Heather is a low-growing, evergreen shrub that thrives in acidic soil. Woody stems act as ground cover, reducing competition. Heather has fungi in its roots that help break down organic matter and minerals for absorption.
Heather moorland is managed through controlled burning every 10-15 years in small patches. Burning keeps a balance between woody stem growth and edible evergreen leaves. Grazing also controls growth; overgrazing causes heather to die.
North York Moors: Over 5000 years ago, the area was covered in deciduous oak woodland. Between 4000-2000 years ago, clearing for agriculture exposed soil to heavy rainfall, leading to leaching and erosion. Soil thinned and turned acidic; heather dominated. Sheep farming (from 1000 years ago) trampled and ate young plants and tree saplings, preventing woodland regeneration.
Controlled burning keeps heather in its most productive phase, supporting red grouse and the game shooting industry. Without active management, the moors would revert to woodland.
| Concept | Cause | Example |
|---|---|---|
| Sub-climax | Natural interruption (fire, species arrival) | Localised fire holds succession at grassland stage |
| Plagioclimax | Human activity | Heather moorland maintained by grazing and burning |
| Secondary succession | Arresting factor removed | Vegetation restarts; climax may be altered |
Heath vs moorland: Heath is lowland (less than 250 m), drier; moorland is upland (greater than 250 m), wetter, with peat. Both are plagioclimax.

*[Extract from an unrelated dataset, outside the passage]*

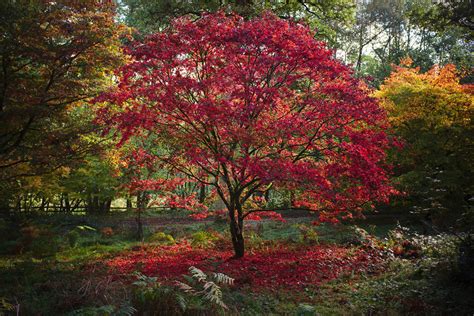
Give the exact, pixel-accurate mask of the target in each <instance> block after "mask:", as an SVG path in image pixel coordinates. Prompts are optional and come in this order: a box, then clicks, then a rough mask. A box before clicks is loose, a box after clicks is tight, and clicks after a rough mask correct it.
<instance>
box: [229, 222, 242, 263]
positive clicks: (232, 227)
mask: <svg viewBox="0 0 474 316" xmlns="http://www.w3.org/2000/svg"><path fill="white" fill-rule="evenodd" d="M242 223H243V221H242V220H239V222H237V221H236V220H235V218H234V219H231V220H230V235H231V236H232V245H233V246H234V258H242V257H243V256H244V254H245V244H244V236H243V234H242V228H243V225H242Z"/></svg>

Managed vs natural: Moorland and heath require continued human intervention. If management stops, succession continues toward woodland.
Always distinguish sub-climax (natural) from plagioclimax (human). Examiners expect clear causal attribution.

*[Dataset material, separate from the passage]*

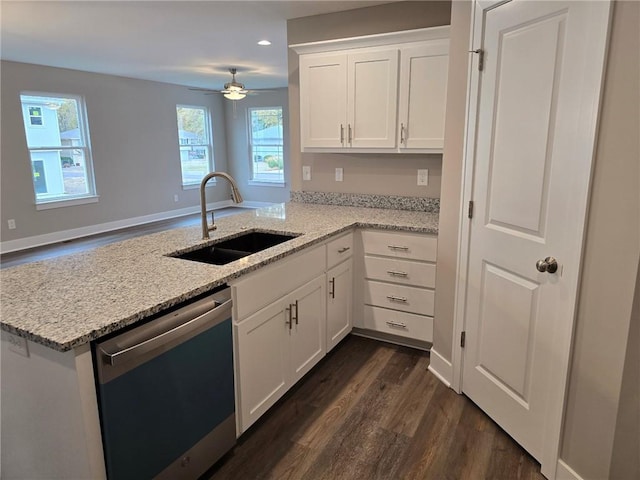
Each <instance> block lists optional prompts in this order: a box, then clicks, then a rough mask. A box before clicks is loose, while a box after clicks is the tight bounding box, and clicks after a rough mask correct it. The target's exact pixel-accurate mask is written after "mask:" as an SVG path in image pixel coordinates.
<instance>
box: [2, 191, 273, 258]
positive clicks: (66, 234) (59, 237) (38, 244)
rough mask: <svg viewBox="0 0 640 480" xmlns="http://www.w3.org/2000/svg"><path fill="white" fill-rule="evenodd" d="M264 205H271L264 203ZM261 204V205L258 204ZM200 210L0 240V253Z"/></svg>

Use the North York Moors as a case study: soil acidification, sheep grazing, controlled burning, and the transition from woodland to heather moorland.

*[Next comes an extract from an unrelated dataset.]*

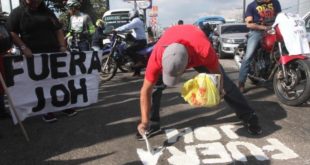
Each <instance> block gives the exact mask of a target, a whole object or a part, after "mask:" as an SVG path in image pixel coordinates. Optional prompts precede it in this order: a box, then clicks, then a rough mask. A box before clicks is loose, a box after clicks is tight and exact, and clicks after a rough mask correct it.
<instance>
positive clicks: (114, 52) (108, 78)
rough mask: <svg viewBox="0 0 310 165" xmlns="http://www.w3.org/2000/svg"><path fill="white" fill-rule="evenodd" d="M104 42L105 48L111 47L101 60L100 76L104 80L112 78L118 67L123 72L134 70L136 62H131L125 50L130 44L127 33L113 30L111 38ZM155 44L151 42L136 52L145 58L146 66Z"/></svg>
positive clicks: (114, 73)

Include management when evaluating plagioclimax: burning cycle (10-15 years), grazing pressure, and what happens if management ceases.
Link to climatic climax: Plagioclimax communities replace what would naturally be woodland; this connects to the Climatic Climax topic.
Misconception: Heather moorland is natural. Reality: It is plagioclimax; without grazing and burning, it would succeed to woodland.
Misconception: All succession leads to the same climax. Reality: Prolonged arrest (e.g. heavy soil degradation) can permanently alter the potential climax community.
Misconception: Afforestation always restores natural woodland. Reality: Monoculture plantations (e.g. non-native pines) are managed ecosystems, not natural climax.
Links to Climatic Climax in the UK (what plagioclimax replaces) and Vegetation Succession (the process that human activity interrupts).
Management strategies (controlled burning, grazing) have biological, social, and economic dimensions—useful for evaluation questions.